While what constitutes a neighborhood for the purpose of determining change under the law governing rezoning is not and should not be precisely and rigidly defined, but may vary from *199case to case, we think that prima facie the properties just referred to which were reclassified from R-55 to R-18 should not be considered to be within the neighborhod of the subject property and the homes of the protestants, and the record offers no reason why this prima facie conclusion is not correct in this case or why the properties would, if developed in actual use under their new classifications, have any real effect upon or make any real change in the character of the neighborhood as one of individual family homes.

In DuBay v. Crane, 240 Md. 180, 185, 186, three protestants of a reclassification from one and two family use to garden apartments were held to live too far away to be aggrieved in that they could not show special effects or damage. One lived 1500 feet away across the Baltimore Beltway but, said the Court: “* * * his property is on the opposite side of the Beltway, which, if not a complete shield against the apartments to be constructed, will serve as an adequate barrier.” Of the other two protestants we said: “* * * both reside a considerable distance (more than four-tenths of a mile) and possibly out of sight of the proposed apartments. And, * * * none * * * were able to show that the value of their respective property would be adversely affected.” We think that if persons as close as 1500 feet across a superhighway and nine-tenths of a mile in one case and four-tenths in another were not within the neighborhood, so to speak, for the purpose of protesting rezoning changes, that without specific evidence of why the general rule should be different, reclassifications as far away as 3300 to 7200 feet and across major highways are not within the neighborhood and do not constitute changes therein. In DePaul v. Board, 237 Md. 221, 224, we said: *200See Kaslow v. Rockville, 236 Md. 159, 166 (“Important highways may serve to divide areas from each other for zoning purposes; Hewitt v. Baltimore County, 220 Md. 48, 60, 151 A. 2d 144; Shadynook Imp. Assn. v. Molloy, 232 Md. 265, 272, 192 A. 2d 502”). In Stocksdale v. Barnard, 239 Md. 541, 548, this idea was restated:

*199“These changes have been numerous on both sides of Landover Road, and include reclassifications for apartments as well as commercial zones. None of these changes, however, is closer than approximately a half-mile to the property here involved, except for one lot which the aerial photographs show is undeveloped. The area immediately surrounding the appellant’s property is zoned R-55 for single family homes.”
*200“He [the trial judge] based his decision on the fact that several zoning changes had been granted in the area. But, an examination of the record shows that all except one of these changes were on the opposite, west side of York Road from applicants’ property. We have held in past cases that a street or road may be a natural boundary line between two zones. Sapero v. M. & C. C., 235 Md. 1, 200 A. 2d 74. In Shadynook Imp. Assn. v. Molloy, 232 Md. 265, 192 A. 2d 502, we held that the existence of apartment uses on one side of the street does not alter the use of the land on the opposite side, and therefore the street is an appropriate line of demarcation.”

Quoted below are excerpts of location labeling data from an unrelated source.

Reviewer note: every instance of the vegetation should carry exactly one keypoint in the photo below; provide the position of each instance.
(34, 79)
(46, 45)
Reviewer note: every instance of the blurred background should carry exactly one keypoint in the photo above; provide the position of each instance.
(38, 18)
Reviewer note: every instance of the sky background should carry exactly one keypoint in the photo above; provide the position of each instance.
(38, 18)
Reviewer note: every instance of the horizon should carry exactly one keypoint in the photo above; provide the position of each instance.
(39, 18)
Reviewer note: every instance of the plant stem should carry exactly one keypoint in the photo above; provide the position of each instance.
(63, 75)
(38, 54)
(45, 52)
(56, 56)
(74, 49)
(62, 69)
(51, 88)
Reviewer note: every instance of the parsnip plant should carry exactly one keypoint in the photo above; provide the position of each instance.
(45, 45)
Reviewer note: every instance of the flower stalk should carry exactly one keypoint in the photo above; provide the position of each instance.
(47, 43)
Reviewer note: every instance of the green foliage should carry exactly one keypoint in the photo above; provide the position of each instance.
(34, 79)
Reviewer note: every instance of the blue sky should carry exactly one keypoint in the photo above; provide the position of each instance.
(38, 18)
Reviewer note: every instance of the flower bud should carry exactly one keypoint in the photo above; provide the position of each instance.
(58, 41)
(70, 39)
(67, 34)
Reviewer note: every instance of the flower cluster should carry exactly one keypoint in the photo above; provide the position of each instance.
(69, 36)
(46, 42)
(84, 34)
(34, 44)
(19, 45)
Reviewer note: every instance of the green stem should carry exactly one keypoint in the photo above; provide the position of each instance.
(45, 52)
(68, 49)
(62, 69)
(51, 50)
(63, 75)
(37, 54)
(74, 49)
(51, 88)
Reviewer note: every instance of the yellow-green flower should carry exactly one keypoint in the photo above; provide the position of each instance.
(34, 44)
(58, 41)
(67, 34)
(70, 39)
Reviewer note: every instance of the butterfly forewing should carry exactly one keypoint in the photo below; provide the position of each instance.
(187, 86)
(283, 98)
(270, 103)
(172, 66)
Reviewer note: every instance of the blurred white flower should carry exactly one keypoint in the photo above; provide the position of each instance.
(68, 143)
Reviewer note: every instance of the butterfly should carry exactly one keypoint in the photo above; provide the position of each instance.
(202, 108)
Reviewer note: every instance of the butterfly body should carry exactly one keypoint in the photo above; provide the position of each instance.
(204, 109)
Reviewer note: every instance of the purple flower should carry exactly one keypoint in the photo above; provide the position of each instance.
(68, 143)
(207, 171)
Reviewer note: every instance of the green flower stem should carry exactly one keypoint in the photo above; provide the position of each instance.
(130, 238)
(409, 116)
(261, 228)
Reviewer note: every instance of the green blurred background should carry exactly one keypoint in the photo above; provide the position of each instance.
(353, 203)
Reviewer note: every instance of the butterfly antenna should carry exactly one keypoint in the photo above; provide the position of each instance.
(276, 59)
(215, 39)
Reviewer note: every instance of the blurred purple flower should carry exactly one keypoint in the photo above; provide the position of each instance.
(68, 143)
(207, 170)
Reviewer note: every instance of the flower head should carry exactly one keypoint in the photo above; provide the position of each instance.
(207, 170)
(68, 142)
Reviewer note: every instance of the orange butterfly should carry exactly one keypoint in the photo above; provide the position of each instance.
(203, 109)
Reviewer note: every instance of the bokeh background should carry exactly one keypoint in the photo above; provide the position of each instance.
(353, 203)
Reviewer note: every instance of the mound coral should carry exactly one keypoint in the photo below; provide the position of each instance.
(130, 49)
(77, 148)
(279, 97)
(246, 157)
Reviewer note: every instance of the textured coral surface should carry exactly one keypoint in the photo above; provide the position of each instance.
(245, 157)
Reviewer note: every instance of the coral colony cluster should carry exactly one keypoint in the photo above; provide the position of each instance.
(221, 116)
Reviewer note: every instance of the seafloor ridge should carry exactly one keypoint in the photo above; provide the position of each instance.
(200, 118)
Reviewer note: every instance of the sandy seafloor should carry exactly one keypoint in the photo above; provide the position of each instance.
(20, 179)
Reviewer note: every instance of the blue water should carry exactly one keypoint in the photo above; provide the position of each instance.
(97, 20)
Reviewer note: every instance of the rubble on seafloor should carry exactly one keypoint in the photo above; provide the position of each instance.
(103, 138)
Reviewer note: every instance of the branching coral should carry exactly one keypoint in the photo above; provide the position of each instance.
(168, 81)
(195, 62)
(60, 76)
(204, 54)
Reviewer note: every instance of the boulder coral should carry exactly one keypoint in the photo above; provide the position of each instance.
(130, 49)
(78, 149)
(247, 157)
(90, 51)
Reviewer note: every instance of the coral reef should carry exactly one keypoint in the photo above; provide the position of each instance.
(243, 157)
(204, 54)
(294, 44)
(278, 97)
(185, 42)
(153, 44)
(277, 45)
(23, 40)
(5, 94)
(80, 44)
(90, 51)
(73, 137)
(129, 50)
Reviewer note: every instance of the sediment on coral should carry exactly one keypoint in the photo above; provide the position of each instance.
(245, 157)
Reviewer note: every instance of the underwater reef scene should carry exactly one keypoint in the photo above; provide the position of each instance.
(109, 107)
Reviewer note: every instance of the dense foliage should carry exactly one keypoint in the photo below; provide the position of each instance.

Finally, the Council heard testimony as to, and Judge Parker considered, the rezoning of a shopping center area beyond the school site from the instant property from C-l to C-2 and the rezoning to commercial of two small roadside areas along Annapolis Road. The shopping center area had been rezoned to C-l and was under construction when the first application was filed (it seemingly had been finished before the Circuit Court decision in 1962) and the change from C-1 to C-2 (to permit an automobile showroom, it was suggested at the argument) would not seem to have changed the character of the neighborhood between 1961-62 and 1963-64 anymore than the added filling station and the more distant increased commercialization in Whittle. One of the two small areas rezoned C-2 is at one end and the other at the other end of a small strip of land which was zoned and used as C-2 before the first application. The rationale of Whittle to the small extension of existing commercialization there applies to these rezonings here.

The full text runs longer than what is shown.